Students in Service and Leadership at Harvard

So, What's Next for the Women's Center? Literature & Action.


Located in the corner of the basement of Canaday B, the Harvard College Women's Center has had to deal with physical problems like constant pipe leakage, and other challenges like failing to reach or build awareness of its existence in a great number of students due to its obscure location, that seem like unreasonable challenges for a university with an over 30 billion dollar endowment, shrinking or not. The Office of BGLTQ student life has recently been able to move out of its basement dwelling into an aboveground home.
Following that upward trajectory for the Women's Center is going to take a greater understanding on the part of the University of the serious impact that space has on the ability to create and sustain community among students and administrators on campus.


Big Questions

Here are the guiding questions for the Action Research component of the project:

How do women's centers like HCWC best utilize their space on campus to build community among students, admins, and interns/student staff? 
What are common physical or other challenges across women's centers (examining off-campus site, another college's women's center) and how are they confronted similarly or differently?
 

A Review of the Existing Literature 

In the literature, service learning is connected to its ability to create community and establish relationships between students and other individuals. Beck (1998) discusses service and community involvement as an example of “cooperative learning,” which is seen as strengthening role and belonging through a variety of ways, including enhancing teamwork. This description of a cooperative community could similarly be applied to the community of the Women’s Center. This piece could help to explore the ways that community is constructed in the Women’s Center, and how students and administrators function as actors in this community. The impact of community service learning is extended in Holsapple (2012), where the effect of service learning on understanding diversity is explored. Further, Soria (2012) looks specifically at the effects of community service on sense of belonging in college students, an angle which is most relevant to my own interests with the women’s center. Soria also notes the benefits, both academic and beyond, of service work, including better relationships with faculty, better peer relationships, and increased understanding of social issues.
 
The student perspective is explored through literature that examines the motivations of students in service learning. Bowdon et al’s (2014) study is useful in understanding the feminist space that is the Women’s Center, which is dedicated to promoting women’s and gender issues. Bowdon notes that service learning is often associated with feminist pedagogies, and that a large proportion of students who engage in service learning are female (2014:61).

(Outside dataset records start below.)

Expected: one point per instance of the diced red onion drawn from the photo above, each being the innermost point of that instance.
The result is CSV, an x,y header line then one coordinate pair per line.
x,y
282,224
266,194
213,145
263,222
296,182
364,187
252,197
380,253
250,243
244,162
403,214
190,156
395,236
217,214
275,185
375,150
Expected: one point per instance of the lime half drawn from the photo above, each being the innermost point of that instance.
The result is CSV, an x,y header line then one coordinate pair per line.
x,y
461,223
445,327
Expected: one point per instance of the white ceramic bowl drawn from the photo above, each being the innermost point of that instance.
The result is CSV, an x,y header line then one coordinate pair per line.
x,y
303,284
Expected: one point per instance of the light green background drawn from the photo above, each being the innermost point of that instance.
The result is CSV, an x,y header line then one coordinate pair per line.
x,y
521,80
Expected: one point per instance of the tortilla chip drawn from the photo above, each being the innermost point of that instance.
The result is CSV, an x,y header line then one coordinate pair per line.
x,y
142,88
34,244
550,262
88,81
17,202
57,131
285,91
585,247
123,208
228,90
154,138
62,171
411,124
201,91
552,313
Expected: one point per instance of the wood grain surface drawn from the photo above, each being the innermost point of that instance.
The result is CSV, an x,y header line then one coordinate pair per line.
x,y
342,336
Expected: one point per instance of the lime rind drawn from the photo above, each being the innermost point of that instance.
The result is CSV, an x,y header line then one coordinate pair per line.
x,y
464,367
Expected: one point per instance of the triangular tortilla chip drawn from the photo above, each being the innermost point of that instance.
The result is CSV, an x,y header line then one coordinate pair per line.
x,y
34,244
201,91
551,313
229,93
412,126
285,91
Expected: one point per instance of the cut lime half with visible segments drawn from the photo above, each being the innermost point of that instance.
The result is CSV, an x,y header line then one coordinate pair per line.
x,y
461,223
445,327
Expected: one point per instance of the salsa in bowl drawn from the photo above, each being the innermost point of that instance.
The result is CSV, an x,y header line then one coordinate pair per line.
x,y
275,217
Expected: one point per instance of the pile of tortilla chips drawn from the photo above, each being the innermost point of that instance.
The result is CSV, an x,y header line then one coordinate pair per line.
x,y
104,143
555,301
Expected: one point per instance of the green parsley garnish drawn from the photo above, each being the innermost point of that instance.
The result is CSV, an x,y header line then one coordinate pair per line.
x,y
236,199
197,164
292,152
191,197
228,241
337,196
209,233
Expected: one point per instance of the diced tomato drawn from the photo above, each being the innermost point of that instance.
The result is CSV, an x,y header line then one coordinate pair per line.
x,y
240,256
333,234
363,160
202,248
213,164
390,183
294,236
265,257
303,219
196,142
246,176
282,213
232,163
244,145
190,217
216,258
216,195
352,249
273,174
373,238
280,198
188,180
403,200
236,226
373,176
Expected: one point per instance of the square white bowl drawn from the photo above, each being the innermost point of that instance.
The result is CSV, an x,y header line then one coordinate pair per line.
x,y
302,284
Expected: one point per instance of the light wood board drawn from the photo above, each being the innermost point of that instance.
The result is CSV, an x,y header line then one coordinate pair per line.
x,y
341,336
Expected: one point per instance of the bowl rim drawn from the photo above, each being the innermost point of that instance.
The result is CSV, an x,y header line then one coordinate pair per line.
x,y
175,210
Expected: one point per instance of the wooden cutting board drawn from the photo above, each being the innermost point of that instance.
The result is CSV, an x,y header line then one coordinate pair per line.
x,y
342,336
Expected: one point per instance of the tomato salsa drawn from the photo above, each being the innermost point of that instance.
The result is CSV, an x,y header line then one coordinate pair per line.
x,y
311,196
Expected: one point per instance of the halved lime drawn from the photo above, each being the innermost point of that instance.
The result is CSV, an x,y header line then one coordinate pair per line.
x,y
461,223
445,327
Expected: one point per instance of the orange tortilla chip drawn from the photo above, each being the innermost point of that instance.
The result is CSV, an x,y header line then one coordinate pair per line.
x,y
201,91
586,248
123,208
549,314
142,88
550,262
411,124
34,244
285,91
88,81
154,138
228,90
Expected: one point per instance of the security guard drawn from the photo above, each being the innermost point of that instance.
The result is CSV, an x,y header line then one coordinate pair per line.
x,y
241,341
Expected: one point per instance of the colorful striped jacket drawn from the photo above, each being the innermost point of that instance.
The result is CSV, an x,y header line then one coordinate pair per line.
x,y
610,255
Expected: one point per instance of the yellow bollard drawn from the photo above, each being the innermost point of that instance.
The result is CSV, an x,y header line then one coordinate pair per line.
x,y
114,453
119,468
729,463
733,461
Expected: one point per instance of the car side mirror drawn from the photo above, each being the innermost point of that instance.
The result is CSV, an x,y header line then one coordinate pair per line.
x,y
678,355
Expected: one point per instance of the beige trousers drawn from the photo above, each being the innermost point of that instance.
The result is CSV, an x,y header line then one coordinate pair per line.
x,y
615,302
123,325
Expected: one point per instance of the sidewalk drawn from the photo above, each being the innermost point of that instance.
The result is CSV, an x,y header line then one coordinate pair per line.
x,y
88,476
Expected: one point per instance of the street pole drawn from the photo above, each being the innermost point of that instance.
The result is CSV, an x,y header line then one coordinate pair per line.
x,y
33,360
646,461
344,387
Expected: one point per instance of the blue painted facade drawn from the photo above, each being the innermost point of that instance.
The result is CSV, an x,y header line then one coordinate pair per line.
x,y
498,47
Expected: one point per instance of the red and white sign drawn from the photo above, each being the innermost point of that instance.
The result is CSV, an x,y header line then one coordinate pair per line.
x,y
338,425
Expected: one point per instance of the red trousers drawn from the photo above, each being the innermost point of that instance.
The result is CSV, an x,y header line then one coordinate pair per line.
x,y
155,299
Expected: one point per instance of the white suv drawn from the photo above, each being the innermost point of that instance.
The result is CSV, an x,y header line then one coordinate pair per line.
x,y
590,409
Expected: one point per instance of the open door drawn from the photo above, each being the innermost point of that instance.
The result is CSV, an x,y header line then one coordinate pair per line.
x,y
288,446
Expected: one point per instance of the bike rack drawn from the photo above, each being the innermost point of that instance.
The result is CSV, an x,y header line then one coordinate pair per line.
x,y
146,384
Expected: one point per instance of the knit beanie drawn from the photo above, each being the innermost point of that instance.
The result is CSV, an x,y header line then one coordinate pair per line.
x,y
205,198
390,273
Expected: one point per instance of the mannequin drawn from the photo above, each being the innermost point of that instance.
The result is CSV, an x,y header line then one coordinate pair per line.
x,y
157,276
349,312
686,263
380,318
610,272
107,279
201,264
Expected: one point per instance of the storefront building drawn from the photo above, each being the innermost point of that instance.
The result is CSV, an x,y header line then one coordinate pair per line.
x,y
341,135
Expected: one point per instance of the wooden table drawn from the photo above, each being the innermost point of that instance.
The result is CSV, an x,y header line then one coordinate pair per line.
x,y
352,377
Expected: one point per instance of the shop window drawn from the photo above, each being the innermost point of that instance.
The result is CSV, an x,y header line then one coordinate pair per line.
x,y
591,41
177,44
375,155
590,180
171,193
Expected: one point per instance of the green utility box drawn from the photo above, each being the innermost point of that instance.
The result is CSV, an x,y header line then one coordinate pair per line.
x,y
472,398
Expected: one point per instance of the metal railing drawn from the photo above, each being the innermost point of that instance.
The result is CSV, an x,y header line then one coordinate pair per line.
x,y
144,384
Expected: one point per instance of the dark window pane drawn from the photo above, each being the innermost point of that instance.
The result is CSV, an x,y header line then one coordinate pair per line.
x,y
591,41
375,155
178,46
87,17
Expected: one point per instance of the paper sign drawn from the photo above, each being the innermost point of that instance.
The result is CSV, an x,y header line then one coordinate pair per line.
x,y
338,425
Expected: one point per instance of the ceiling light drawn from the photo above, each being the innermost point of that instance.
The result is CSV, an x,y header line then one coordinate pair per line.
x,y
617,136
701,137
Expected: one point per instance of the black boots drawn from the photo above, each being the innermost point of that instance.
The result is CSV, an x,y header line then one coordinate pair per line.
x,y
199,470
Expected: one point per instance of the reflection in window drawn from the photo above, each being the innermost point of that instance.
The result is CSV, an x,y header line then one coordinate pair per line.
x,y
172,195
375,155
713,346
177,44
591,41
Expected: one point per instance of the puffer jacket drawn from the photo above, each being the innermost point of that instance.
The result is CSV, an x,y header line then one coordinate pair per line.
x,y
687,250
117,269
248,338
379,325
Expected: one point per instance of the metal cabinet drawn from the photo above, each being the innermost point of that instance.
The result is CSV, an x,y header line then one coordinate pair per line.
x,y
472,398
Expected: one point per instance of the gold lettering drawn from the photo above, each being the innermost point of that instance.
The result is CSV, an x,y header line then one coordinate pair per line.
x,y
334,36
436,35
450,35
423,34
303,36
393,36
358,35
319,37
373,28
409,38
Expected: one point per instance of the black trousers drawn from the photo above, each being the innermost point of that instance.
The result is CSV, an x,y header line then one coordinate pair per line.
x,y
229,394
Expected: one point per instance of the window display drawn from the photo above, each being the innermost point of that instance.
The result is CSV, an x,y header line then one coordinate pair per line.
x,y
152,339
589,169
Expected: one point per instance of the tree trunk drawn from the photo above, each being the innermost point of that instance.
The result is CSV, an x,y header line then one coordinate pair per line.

Behind the motivations of students within such spaces, Bowdon argues, is the concept of “empathy” which should be understood as shaping the actions and expectations of students who are a part of the feminist service learning process (2014). How, then, does empathy or other emotional and personal factors affect student attitudes towards the service role of a Women’s Center internship, and how does this effect differ for students and administrators?
 
The intersection of student and a guidance figure is explored in Schmidt & Wolfe (2009), which describes and defines “mentor partnerships,” in which mentors guide, support, and create opportunities for the protege. Not only does the protege benefit from the concrete rewards of the relationships, but so too does the mentor, who may identify with the protege and feel accomplishment vicariously through the successes of the protege (Schmidt & Wolfe 2009). While administrators and students function often as mentor and protege, how does this particular relationship deviate from the structure of a mentor partnership? What qualities are gained, or lost? I hope to answer these questions that arise from the literature through my own study of the relationships between students and administrators in a women’s center service internship.
 
The space of campus women’s centers as a community space is also a key component of the creation of these relationships. deLa Pena examines the role of the campus-based women’s center as a “third space” between the public and private spheres, in which healing and concepts of belonging facilitate the work of changing the world on a social level, and promotes innovative forms of activism. Kasper notes that a few of the common obstacles that women’s centers face include funding, unsupportive university administration, and challenges of increasing visibility of the center. 
 
Given this body of literature, I hope that my action research can encompass a look into how current campus women’s centers navigate these existing challenges and build stronger relationships and community within the context of the university, and through what mechanisms this building happens.